Why your ACPU is too high — and how pre-agentic AI fixes it
There is a metric most AI teams are not tracking: how much they are spending on AI per end user, per month. Not the total API bill. Not the cost per request. The fully loaded cost of all AI consumption, divided by the number of users actually benefiting from it.
Call it ACPU — AI Cost Per User.
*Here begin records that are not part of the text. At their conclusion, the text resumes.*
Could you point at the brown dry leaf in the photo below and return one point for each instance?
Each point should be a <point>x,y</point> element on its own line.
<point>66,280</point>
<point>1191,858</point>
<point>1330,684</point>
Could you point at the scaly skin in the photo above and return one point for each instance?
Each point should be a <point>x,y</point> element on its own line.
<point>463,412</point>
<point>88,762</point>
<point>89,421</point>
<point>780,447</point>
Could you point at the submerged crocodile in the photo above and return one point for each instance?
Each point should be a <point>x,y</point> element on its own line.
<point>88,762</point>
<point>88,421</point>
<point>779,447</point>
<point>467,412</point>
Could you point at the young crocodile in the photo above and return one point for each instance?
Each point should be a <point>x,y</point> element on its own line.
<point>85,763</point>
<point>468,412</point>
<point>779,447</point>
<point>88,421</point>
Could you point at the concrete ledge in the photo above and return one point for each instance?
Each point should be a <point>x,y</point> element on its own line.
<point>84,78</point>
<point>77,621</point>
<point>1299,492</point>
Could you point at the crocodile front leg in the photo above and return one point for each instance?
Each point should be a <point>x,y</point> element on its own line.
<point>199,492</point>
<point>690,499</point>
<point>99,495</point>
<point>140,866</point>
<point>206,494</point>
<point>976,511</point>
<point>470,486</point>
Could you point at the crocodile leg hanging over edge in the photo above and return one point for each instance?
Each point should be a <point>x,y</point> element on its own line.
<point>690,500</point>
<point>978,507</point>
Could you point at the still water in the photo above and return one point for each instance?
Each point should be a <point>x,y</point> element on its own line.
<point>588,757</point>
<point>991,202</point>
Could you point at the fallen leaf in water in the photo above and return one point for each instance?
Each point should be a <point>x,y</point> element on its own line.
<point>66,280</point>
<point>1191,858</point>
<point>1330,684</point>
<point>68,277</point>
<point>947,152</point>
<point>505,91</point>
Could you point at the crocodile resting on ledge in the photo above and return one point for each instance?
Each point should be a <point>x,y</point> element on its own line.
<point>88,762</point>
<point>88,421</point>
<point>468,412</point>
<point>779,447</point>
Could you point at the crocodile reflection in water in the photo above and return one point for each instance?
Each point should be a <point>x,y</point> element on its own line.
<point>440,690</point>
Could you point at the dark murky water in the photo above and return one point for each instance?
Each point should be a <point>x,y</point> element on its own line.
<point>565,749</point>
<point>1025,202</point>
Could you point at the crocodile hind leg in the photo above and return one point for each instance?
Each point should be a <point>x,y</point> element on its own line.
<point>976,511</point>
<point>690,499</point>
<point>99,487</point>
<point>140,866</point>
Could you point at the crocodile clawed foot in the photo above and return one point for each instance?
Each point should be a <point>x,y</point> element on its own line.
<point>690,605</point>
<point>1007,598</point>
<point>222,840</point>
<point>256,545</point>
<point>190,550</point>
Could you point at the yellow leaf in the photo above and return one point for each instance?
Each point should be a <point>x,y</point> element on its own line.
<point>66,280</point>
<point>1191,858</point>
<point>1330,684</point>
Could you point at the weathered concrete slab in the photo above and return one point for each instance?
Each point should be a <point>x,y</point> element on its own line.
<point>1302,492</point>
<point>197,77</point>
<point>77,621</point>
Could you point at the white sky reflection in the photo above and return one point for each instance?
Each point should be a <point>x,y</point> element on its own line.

And for most organisations running production AI today, it is quietly out of control.
The root cause: using a sledgehammer for everything
The default pattern when building AI-powered products is to reach for the most capable model available. GPT-4o, Claude Opus, Gemini Ultra — frontier models that are genuinely impressive and genuinely expensive. Input costs ranging from $2 to $15 per million tokens. Output costs that can reach $60 per million tokens on the high end.
These models earn their price for the right tasks: complex reasoning, nuanced synthesis, multi-step agentic workflows. But a significant portion of AI workloads in production are not those tasks. They are classification, pattern detection, enrichment, summarisation of structured inputs, and contextual tagging — tasks where a well-prompted small model performs at 90% of the quality for 1% of the cost.
Mistral 7B, for example, handles enrichment tasks — taking a structured input of behavioural signals and generating a contextual summary — for roughly €20 per million operations. The same volume on a frontier model costs closer to €2,000. The output quality difference for that specific task is negligible. The cost difference is not.
What ACPU reveals
When you calculate ACPU honestly, two things usually become visible.
First, a large share of AI spend is concentrated on low-complexity tasks that do not require frontier intelligence. The expensive model is doing the equivalent of using a racing engine to idle in traffic.
Second, the expensive tasks — the ones that genuinely benefit from frontier reasoning — are often operating without adequate context. The agent making a recommendation does not know the user's behavioural history. The model generating a personalised response is working from a thin, generic profile. So it compensates with more tokens, more reasoning steps, more cost — and still produces a generic result.
Both problems have the same solution.
Pre-agentic AI as a cost and quality strategy
A pre-agentic data strategy uses lightweight, affordable models continuously in the background to build rich behavioural context per user. Every interaction, every signal, every enrichment adds a layer to a compact profile — designed from the start to be summarisable in a few hundred tokens.
When the frontier model eventually acts — recommending, deciding, personalising — it receives a dense, relevant context instead of starting from scratch. It needs fewer tokens to reason well. It produces better outputs. And it costs less per interaction, because the heavy lifting of context-building has already been done cheaply.
This is not a trade-off between quality and cost. It is a compound gain on both dimensions simultaneously.
The numbers make the case
Consider a base scenario: one million enrichment operations per month, each taking a structured behavioural input and generating a contextual tag or summary.
At Mistral 7B rates: approximately €20. At GPT-4o rates: approximately €2,000.
The enrichment output — a compact behavioural insight — then feeds the frontier model as context. The frontier model's own consumption drops because it is reasoning over prepared context rather than raw, unstructured data. ACPU falls at both ends of the pipeline.
For product and engineering teams managing AI budgets, this is not a minor optimisation. At scale, it is the difference between a sustainable unit economics model and one that breaks as soon as the user base grows.
The strategic implication
Organisations that adopt a pre-agentic approach are not just cutting costs today. They are building the data infrastructure that will make their future agents meaningfully better than competitors who skipped this step.
Cheaper enrichment now. Richer context later. Better agents when it matters.
ACPU is the metric that makes this visible. Once you start tracking it, the architecture decisions become obvious.